Photography and modern printing methods superseded the need for block printing but there was a substantial revival of woodcut prints in Europe, and Germany in particular, during the first three decades of the 20th century.
More recently in the 1970’s Helen Frankenthaler revived the process under the influence of Japanese woodcut techniques.The subtlety of her colours demanded the use of as many as 46 hand carved woodblocks.
Arvon merges nature and organic forms with the shapes derived from industry and engineering as a reflection of historical and emotional development.
LAYERS
The layered rocks of Cap de Creus remind one of the strata of history where fragments occasionally appear above the surface only to disappear and then re-emerge a few steps away. Layers represent a sequence of time in archaeology and aspects of meaning in literature.

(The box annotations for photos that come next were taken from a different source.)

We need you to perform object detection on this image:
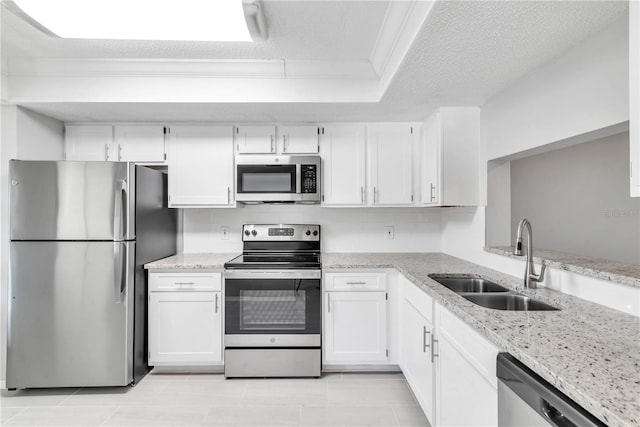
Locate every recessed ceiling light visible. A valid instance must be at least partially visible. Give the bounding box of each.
[14,0,259,41]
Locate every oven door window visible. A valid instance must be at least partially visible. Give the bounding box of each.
[237,165,297,193]
[225,279,321,334]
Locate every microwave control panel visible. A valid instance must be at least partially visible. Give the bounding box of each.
[301,165,318,193]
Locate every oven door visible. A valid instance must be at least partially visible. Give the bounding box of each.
[224,270,322,347]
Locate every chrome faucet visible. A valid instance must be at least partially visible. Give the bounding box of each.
[513,218,547,289]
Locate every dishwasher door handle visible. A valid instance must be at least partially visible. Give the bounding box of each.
[540,399,578,427]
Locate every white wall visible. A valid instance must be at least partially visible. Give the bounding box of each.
[482,14,629,160]
[0,105,64,381]
[182,205,440,253]
[442,16,640,315]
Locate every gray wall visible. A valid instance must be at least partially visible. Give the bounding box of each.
[511,132,640,264]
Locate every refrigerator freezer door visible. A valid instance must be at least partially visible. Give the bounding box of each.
[9,160,136,241]
[6,242,135,388]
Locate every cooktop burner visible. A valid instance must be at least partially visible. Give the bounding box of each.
[224,224,321,270]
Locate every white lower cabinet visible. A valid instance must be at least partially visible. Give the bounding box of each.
[148,272,223,366]
[323,273,389,365]
[401,278,500,426]
[400,276,435,423]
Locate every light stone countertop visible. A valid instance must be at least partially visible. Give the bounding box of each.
[484,246,640,288]
[145,253,640,427]
[144,252,240,270]
[322,253,640,427]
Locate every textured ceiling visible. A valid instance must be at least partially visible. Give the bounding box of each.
[0,1,628,122]
[2,0,389,59]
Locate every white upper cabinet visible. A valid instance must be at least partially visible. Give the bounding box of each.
[114,125,166,162]
[368,123,413,206]
[234,126,276,154]
[64,125,113,161]
[168,125,235,208]
[65,125,166,163]
[277,125,319,154]
[421,107,480,206]
[629,1,640,197]
[320,125,367,206]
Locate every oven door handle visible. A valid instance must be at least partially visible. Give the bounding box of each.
[224,270,322,280]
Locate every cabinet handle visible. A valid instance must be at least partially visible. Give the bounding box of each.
[422,326,433,354]
[175,282,196,286]
[431,334,438,363]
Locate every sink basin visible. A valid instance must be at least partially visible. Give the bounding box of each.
[462,294,558,311]
[429,274,509,293]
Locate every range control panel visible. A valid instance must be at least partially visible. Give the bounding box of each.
[242,224,320,242]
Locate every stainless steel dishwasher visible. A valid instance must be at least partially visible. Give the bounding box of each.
[497,353,606,427]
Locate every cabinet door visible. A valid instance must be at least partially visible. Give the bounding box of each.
[320,126,366,206]
[422,111,442,205]
[401,299,435,423]
[64,125,112,161]
[235,126,276,154]
[168,125,234,207]
[278,126,319,154]
[114,125,166,162]
[323,292,387,364]
[369,124,413,205]
[149,292,222,366]
[434,304,500,426]
[436,335,498,426]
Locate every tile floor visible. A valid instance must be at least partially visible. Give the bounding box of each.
[0,372,429,427]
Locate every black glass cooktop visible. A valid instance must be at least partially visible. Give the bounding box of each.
[224,253,320,269]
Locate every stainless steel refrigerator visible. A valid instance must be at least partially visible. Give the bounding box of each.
[6,160,176,389]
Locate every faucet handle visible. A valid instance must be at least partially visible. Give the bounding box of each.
[531,261,547,282]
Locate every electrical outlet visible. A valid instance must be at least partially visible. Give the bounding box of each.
[220,225,229,240]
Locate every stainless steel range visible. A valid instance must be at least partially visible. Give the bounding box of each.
[224,224,322,377]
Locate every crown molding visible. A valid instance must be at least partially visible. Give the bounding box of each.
[7,57,377,80]
[370,0,435,90]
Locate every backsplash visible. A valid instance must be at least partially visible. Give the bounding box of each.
[182,205,441,253]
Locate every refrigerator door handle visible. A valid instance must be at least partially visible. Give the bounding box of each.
[113,243,129,304]
[113,179,129,240]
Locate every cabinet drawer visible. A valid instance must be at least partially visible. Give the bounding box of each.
[149,273,222,292]
[324,273,387,291]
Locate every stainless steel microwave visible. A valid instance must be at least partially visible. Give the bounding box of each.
[236,155,320,204]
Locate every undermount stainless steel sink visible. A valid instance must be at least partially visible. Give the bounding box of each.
[429,274,509,294]
[462,294,559,311]
[429,274,559,311]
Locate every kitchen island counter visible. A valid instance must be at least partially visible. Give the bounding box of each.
[322,253,640,427]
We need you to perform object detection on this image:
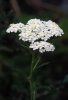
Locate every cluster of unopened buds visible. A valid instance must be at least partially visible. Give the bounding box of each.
[6,19,64,53]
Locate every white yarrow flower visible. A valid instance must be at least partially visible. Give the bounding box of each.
[29,41,55,53]
[6,19,64,53]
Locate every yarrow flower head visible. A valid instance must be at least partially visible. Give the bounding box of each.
[6,19,64,53]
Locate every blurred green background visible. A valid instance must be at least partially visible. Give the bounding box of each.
[0,0,68,100]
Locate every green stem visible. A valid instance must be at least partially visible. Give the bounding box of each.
[30,54,40,100]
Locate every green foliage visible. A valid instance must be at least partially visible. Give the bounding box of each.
[0,0,68,100]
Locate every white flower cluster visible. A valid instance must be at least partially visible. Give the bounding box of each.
[6,23,24,33]
[6,19,64,53]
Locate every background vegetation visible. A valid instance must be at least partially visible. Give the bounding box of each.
[0,0,68,100]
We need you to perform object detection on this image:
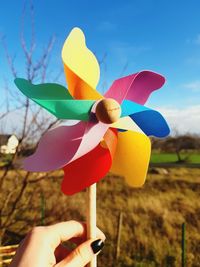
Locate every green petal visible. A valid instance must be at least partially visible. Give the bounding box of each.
[15,78,95,120]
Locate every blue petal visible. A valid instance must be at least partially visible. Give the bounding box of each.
[121,100,170,137]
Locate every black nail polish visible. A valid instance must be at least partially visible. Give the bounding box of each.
[91,239,104,254]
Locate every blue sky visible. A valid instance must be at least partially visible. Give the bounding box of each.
[0,0,200,133]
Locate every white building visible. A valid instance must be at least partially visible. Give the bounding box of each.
[0,134,19,154]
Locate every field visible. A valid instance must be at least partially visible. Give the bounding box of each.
[151,152,200,164]
[1,168,200,267]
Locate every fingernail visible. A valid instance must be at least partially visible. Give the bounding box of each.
[91,239,104,254]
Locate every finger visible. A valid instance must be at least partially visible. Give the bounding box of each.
[69,222,106,245]
[46,220,105,249]
[56,239,104,267]
[54,245,71,262]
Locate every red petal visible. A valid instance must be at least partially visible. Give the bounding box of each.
[61,129,117,195]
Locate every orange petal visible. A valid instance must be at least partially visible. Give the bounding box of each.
[111,131,151,187]
[61,129,117,195]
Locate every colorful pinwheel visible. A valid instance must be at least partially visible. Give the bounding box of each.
[15,28,169,195]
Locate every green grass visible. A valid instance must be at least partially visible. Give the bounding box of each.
[0,169,200,267]
[151,152,200,163]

Colour prints can often be like archaeology in that an underlying shape or texture may show through and modify an upper layer. Print techniques may also resemble literature when colours are modified by placing one upon another and thus modifying the mood.
Cap de Creus
ORGANIC V MECHANICAL
The prints often strike a relationship and a comparison between natural forms and engineered or mathematical shapes; they are not incompatible and are not exclusive. Both geometric and organic forms reflect a tension between order and chaos with the presumption that chaos is only "order" generated from a different set of circumstances.